According to The Bay Area Reporter, California state education officials, who have long been pro-public school education, responded by telling Trump the federal government cannot dictate what schools can and cannot teach.
Liz Sanders, the Director of Communications for the California Department of Education, told the outlet in a statement that Trump’s order violates federal law.
“President Trump signed an executive order today that does nothing but require the Secretary of Education to determine what federal education funds can legally be rescinded as a penalty for teaching curricula that President Trump finds objectionable. We can give the Trump Administration that answer right now: nothing,” Sanders stated. “It is against federal law for the White House to dictate what educators can and cannot teach by threatening to defund essential public services for students.”

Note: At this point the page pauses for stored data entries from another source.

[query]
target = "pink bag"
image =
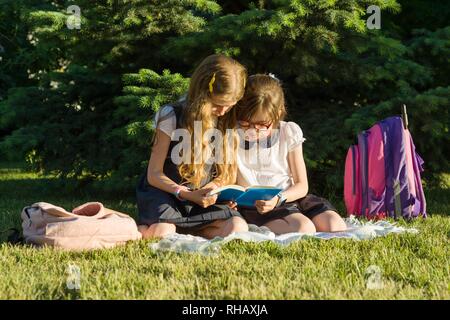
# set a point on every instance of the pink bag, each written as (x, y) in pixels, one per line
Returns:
(382, 173)
(89, 226)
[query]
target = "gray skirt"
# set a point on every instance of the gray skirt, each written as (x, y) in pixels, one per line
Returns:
(155, 205)
(310, 206)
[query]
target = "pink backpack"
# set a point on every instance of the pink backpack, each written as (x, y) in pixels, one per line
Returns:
(89, 226)
(382, 173)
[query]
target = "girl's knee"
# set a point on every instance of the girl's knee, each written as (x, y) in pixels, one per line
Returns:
(237, 224)
(306, 226)
(157, 230)
(300, 223)
(329, 221)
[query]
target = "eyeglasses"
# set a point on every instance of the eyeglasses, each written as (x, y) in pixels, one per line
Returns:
(258, 126)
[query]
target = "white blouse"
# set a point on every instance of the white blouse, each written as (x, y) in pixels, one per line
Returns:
(268, 166)
(166, 121)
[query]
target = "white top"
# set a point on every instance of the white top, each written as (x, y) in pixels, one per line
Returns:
(269, 166)
(166, 121)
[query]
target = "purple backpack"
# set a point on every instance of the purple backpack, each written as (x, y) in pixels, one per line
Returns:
(382, 173)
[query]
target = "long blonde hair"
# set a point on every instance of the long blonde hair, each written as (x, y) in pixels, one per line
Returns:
(218, 76)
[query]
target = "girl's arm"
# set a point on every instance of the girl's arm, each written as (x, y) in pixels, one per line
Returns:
(155, 174)
(298, 190)
(158, 179)
(298, 169)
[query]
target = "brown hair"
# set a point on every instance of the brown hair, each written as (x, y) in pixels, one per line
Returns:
(263, 93)
(216, 76)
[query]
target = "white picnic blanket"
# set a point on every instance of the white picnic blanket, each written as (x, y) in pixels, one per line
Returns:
(356, 229)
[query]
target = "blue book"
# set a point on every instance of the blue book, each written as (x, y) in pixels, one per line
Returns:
(245, 197)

Sanders continued, “School curriculum should not vacillate back and forth depending on the occupant of the White House, which is why federal law already prohibits the federal government from leveraging grants to mandate specific instructional content in schools.”

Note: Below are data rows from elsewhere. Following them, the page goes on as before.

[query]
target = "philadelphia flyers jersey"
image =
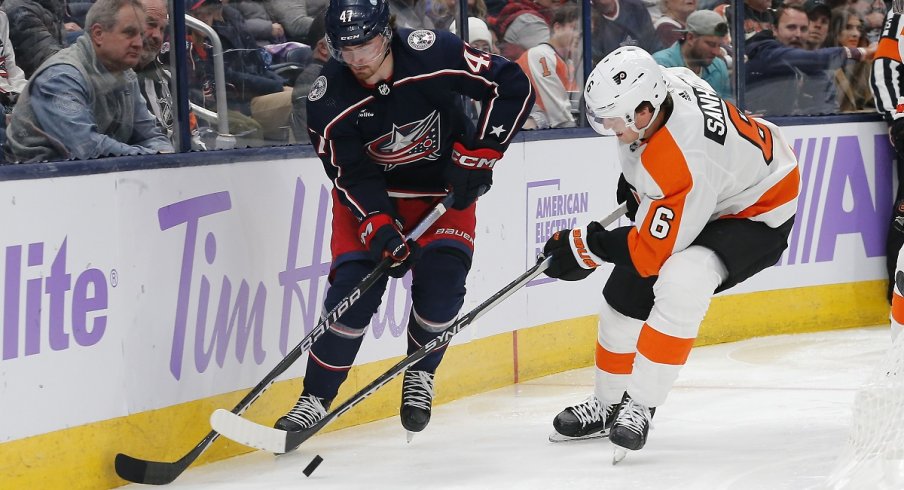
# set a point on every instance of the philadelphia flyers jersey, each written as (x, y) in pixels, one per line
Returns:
(394, 139)
(709, 161)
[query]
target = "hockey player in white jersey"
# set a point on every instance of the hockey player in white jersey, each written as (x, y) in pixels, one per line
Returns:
(712, 193)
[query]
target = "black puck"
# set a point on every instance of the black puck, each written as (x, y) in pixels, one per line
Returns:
(312, 465)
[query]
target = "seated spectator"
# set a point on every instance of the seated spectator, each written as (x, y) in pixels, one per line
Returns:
(670, 26)
(411, 14)
(757, 16)
(252, 88)
(785, 79)
(479, 35)
(818, 15)
(550, 75)
(700, 51)
(259, 23)
(321, 54)
(521, 25)
(12, 79)
(621, 23)
(35, 29)
(847, 29)
(84, 101)
(295, 16)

Trump’s executive order contains language that advocates eliminating “all federal funding or support for illegal and discriminatory treatment and indoctrination in K-12 schools, including based on gender ideology and discriminatory equity ideology and protecting parental rights,” taking a page out of the predominantly right-wing arguments in favor of school choice, which critics argue will have the long-term effect of gutting the public education system.
Although California opposes school choice, in Texas, Gov. Greg Abbott has engineered a hostile takeover, purging his party of those opposed to it. He has made it one of his emergency items for the 89th Texas Legislature to pass.
Despite this, individuals like Bob Popinksi, the Senior Director of Policy for Raise Your Hand Texas, oppose Abbott’s plans.
As Popinksi told KCENTV in 2023, “Right now, we’re about $4,000 behind the national average per pupil funding. We’re in the bottom 10. So, before we even think about vouchers, we need to invest in our public schools. In Texas, we have about 300,000 private school students. If you were to multiply that by the $10,000 — that’s a $3 billion program right away. Money going towards private schools that aren’t held accountable for anything under our state’s laws.”
According to a 2021 Forbes op-ed from Raymond Pierce, the President and CEO of the Southern Education Foundation, school choice has its roots in the arguments of segregationists who wanted to ignore Brown v. Board of Education.
“Today, public schools educate a majority of the South’s (and the nation’s) African American students and students from low-income families. Across the board, those schools continue to face funding challenges, in part because of ongoing successful efforts to siphon public education funding into private schools,” Pierce argued.
He continued, “The truth is that voucher and tax credit programs structure choices to promote de facto segregation, contravene constitutional considerations, and threaten to dismantle hard-fought and socially beneficial historical progress. They represent a serious setback for universal free public education and the equality and equity goals it promotes.”